Il servait aussi d’analyste et relais à son père, Pedro Maria, joueur pro à Saragosse entre 1982 et 1988 et devenu directeur général du club ensuite : « Il allait aux matchs et me téléphonait pour me dire : "Regarde lui, lui et lui." J’avais douze ou treize ans et je prenais des notes. Et je lui faisais ensuite mon rapport : "J’ai bien aimé le numéro 7, je n’ai pas trop aimé ce joueur, ni lui..." » Cela s’est poursuivi ensuite au cours d’après-midi à tuer le temps en regardant « des matchs vraiment spéciaux. De la deuxième division, la Copa Libertadores, le championnat brésilien, le championnat argentin. (…) Je ne sais pas si ma perspective est différente parce que mon père jouait, mais j’ai toujours admiré les footballeurs : des joueurs de seconde division et même de Segunda B. » Jusque sur un terrain.
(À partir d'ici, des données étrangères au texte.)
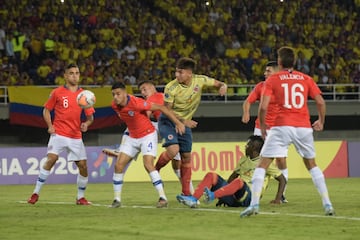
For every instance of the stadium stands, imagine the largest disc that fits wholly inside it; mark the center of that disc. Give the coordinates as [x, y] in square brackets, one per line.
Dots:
[135, 40]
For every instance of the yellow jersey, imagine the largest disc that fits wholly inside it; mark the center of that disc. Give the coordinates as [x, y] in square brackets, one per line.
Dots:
[186, 99]
[246, 168]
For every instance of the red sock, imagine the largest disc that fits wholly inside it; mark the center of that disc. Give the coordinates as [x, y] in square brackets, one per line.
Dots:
[229, 189]
[162, 161]
[208, 181]
[185, 173]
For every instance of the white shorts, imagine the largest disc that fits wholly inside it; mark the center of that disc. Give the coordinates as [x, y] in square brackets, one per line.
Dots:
[146, 145]
[74, 147]
[126, 136]
[279, 138]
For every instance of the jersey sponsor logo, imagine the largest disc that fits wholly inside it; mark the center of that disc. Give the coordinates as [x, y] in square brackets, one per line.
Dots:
[196, 88]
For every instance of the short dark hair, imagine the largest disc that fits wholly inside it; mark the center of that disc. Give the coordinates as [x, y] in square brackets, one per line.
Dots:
[287, 57]
[71, 65]
[271, 64]
[145, 81]
[118, 85]
[186, 63]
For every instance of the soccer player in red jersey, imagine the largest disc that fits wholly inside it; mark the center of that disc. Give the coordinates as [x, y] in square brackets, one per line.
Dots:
[149, 92]
[142, 137]
[66, 132]
[292, 125]
[255, 95]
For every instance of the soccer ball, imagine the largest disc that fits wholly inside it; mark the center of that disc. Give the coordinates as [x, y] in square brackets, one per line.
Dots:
[86, 99]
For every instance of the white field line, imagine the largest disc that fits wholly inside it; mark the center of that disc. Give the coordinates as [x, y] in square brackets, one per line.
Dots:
[209, 210]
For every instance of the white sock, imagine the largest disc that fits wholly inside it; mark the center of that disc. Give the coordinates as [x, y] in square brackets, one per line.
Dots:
[177, 173]
[285, 172]
[158, 184]
[117, 185]
[257, 184]
[319, 182]
[81, 183]
[43, 175]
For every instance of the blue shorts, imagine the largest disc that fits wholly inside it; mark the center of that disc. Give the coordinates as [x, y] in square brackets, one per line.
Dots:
[168, 133]
[241, 198]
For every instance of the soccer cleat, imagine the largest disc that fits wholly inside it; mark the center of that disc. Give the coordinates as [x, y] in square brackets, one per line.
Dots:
[82, 201]
[162, 203]
[209, 196]
[329, 210]
[111, 152]
[34, 198]
[283, 199]
[189, 201]
[116, 204]
[251, 210]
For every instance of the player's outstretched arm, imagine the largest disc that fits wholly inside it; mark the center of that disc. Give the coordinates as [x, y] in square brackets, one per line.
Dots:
[85, 125]
[318, 125]
[246, 111]
[221, 86]
[180, 127]
[47, 119]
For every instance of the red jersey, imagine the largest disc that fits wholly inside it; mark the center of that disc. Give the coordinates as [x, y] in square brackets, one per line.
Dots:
[272, 110]
[291, 90]
[157, 98]
[135, 117]
[67, 119]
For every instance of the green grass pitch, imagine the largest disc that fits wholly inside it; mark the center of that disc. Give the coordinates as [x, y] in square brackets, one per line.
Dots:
[56, 216]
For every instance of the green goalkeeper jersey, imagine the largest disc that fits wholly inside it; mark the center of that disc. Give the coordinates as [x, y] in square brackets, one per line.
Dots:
[246, 168]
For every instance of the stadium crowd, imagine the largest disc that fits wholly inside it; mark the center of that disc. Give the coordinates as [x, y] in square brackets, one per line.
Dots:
[132, 41]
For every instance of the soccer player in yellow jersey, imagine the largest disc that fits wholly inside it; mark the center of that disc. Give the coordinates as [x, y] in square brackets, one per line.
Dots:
[183, 96]
[235, 192]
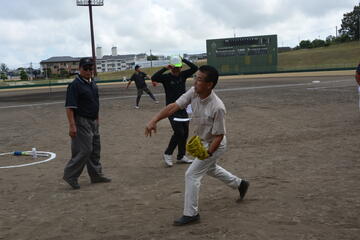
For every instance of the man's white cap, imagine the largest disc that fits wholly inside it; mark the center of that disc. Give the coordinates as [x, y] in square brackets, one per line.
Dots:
[176, 61]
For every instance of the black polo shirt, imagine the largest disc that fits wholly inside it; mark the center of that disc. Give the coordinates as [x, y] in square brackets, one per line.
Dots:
[83, 97]
[175, 86]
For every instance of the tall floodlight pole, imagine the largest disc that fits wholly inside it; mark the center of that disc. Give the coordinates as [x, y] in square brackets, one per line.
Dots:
[90, 4]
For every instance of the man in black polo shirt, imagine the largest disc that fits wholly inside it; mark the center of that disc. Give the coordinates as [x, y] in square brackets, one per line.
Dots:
[139, 78]
[82, 110]
[174, 85]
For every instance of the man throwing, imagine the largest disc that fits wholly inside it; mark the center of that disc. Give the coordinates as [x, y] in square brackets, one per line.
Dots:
[209, 119]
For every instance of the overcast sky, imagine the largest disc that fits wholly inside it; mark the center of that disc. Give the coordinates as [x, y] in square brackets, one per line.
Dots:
[34, 30]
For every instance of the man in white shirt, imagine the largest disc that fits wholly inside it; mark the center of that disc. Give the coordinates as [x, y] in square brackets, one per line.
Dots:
[209, 119]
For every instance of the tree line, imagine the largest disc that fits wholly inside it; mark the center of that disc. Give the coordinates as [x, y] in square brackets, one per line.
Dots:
[349, 31]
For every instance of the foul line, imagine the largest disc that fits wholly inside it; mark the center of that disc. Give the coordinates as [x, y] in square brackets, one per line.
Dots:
[161, 94]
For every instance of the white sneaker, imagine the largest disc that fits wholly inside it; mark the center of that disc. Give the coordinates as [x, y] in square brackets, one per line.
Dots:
[168, 160]
[185, 159]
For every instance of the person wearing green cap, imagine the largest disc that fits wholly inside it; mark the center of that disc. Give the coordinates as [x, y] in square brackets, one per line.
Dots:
[174, 86]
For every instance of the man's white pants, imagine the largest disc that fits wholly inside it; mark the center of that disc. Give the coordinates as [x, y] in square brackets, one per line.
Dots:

« Avoir un ego surdimensionné, c’est un manque de maturité »


Voilà maintenant un peu plus de deux ans qu'Ander Herrera est arrivé à Manchester United pour quelque 36 millions d’euros. Le constat autour du joueur est unanime : oui, à vingt-sept ans, il pue toujours autant le foot, le jeu et l’intelligence tactique, mais il ne s’est toujours pas imposé en Angleterre et cela pose question. Il y a eu la phase d’adaptation aux méthodes Van Gaal, un homme dont le caractère « perturbe un peu au premier abord » et avec qui Herrera parlait beaucoup pour magnifier les promesses placées en lui depuis son explosion à Bilbao dans les bras de Bielsa, un entraîneur qui « croit au mouvement du joueur, il aime casser les lignes, les espaces » . Le milieu espagnol n’a jamais caché être davantage attiré par l’école Bielsa que par la discipline du Pélican qui a finalement souvent castré son expression sur un terrain de foot. Au total, durant le mandat de Louis van Gaal à Manchester, Herrera n’a été titularisé qu’à 37 reprises en Premier League, en deux saisons. C’est peu, trop peu, pour un mec qui avait quitté Bilbao, alors qualifié pour la Ligue des champions, en juin 2014 pour un Manchester United sans Coupe d’Europe à jouer.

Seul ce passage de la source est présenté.